At the outset, Jessop included traceability as one of the music industry's goals with watermarking. "We need to be able to trace the origins of pirated recordings," Jessop said. Karlheinz Brandenburg, of Germany's Fraunhofer IIS-A AEMT, discussed what he called "forensic rather than block watermarking," and said that more testing is needed. "It's impossible to say that it's not audible," Brandenburg asserted.

Several panelists agreed that a watermark undetectable in a short ABX test might become irritatingly obvious in long-term listening. Despite the many arguments launched against watermarking, Verance Corporation president David Leibowitz stood by it as the best solution for the music industry in an age when digital high technology enters new hands daily.

Perhaps not coincidentally, on the opening day of the AES convention, Sonic Solutions announced that it is ready to support the final version of the new DVD-Audio specification, Version 1.2. "Using the new capabilities defined by the expanded specification and incorporated in Sonic DVD Creator AV, DVD-Audio producers will now be able to include copy protection and content watermarking in their DVD-Audio titles," stated the official press release. "Version 1.2 of the specification defines a new copy-protection method called CPPM (Copy Protection for Prerecorded Media), developed by 4CEntity, LLC. The CPPM specification defines a renewable cryptographic method for protecting entertainment content when recorded on physical media. . . . Sonic will also integrate Verance watermarking technology as an option with SonicStudio HD for secure content delivery in DVD media," the announcement continued.

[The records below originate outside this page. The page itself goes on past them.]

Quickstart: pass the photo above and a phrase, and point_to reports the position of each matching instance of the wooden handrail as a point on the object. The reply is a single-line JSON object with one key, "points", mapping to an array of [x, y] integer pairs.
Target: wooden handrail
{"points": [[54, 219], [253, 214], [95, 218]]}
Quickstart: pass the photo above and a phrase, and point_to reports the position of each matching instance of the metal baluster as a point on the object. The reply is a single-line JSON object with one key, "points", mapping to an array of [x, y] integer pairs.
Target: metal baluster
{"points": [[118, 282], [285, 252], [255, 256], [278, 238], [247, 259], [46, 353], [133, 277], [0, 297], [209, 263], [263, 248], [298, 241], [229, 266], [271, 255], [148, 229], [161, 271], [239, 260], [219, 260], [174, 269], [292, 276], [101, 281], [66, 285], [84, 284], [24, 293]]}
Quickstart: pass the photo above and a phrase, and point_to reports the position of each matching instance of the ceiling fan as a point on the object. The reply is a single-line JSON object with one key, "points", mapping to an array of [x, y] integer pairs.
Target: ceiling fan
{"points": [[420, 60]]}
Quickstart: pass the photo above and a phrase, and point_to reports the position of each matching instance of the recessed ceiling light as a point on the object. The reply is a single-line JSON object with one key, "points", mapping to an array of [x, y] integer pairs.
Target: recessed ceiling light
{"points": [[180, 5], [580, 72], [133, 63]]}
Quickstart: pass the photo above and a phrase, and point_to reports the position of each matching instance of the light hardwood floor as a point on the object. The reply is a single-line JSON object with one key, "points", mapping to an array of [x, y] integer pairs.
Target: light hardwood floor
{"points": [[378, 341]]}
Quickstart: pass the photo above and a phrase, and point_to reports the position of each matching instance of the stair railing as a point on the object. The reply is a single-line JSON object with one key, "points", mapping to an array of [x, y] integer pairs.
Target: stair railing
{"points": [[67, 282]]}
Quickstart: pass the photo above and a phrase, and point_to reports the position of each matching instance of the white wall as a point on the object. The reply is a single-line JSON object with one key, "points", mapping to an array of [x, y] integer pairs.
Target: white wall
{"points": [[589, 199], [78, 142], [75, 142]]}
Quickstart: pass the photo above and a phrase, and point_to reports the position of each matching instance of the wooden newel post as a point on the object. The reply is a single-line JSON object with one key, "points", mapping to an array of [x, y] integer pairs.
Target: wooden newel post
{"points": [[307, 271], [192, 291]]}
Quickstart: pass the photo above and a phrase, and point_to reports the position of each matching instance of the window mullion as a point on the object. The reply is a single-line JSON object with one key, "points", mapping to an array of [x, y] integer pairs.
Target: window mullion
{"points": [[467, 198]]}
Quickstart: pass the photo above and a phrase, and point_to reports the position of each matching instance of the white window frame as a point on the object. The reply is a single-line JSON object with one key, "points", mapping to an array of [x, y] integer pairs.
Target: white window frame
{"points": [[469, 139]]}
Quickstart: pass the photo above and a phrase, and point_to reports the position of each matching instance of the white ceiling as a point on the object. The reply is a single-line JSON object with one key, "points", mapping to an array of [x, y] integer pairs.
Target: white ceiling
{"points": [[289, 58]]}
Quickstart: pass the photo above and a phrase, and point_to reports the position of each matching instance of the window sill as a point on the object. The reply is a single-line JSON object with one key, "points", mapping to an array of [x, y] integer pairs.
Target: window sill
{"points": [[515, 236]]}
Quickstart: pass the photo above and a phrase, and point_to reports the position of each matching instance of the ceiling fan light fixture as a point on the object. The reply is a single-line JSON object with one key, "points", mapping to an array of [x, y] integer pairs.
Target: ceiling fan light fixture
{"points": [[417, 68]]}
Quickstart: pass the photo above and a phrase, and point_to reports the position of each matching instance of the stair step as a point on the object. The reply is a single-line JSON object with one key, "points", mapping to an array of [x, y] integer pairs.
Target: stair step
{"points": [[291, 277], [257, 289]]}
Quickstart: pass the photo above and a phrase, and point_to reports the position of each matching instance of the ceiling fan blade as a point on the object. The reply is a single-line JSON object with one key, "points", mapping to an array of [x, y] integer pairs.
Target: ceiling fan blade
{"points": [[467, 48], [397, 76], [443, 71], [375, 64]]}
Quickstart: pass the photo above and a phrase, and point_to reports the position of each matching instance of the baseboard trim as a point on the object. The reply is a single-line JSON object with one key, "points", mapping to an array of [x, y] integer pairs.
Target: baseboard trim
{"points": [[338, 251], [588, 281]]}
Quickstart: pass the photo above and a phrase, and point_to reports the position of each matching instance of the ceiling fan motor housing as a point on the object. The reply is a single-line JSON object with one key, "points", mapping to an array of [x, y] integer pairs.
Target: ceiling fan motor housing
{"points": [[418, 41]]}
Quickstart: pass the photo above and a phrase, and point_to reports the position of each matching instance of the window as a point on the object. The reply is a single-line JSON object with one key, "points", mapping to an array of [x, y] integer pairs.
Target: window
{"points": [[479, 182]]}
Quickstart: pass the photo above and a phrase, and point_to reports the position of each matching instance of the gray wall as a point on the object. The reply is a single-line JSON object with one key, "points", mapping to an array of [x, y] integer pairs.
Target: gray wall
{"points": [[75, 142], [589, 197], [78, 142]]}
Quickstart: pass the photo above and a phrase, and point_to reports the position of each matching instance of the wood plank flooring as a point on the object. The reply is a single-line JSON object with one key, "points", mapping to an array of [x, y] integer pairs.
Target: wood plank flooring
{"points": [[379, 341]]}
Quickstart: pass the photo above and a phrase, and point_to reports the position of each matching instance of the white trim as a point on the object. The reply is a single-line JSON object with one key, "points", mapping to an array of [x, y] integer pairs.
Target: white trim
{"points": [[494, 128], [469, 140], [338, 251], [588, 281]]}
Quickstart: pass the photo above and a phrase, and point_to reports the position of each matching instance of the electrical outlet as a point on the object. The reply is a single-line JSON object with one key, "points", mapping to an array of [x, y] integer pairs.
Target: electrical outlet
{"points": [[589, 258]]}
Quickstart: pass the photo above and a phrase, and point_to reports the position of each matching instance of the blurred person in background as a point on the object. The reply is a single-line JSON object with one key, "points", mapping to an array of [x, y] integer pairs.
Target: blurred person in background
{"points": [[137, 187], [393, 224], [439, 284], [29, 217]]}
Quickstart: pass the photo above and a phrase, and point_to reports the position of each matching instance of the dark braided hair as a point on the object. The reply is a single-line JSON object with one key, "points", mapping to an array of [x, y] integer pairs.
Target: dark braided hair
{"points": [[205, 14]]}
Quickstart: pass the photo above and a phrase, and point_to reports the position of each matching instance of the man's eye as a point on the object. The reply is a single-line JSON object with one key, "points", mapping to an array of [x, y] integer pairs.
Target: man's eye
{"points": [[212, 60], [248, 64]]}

The controversy is far from resolved. It's perhaps cold comfort to audiophiles, but the always-trenchant David Chesky reminded all in attendance that record labels like his, which specialize in jazz and classical recordings, are as unlikely to use watermarking as pirates are to mass-produce copies of such labels' recordings. As he put it, the stuff that's going to be hammered hard with watermarks is so nasty that "you could mark it with a lawnmower and never hear the difference."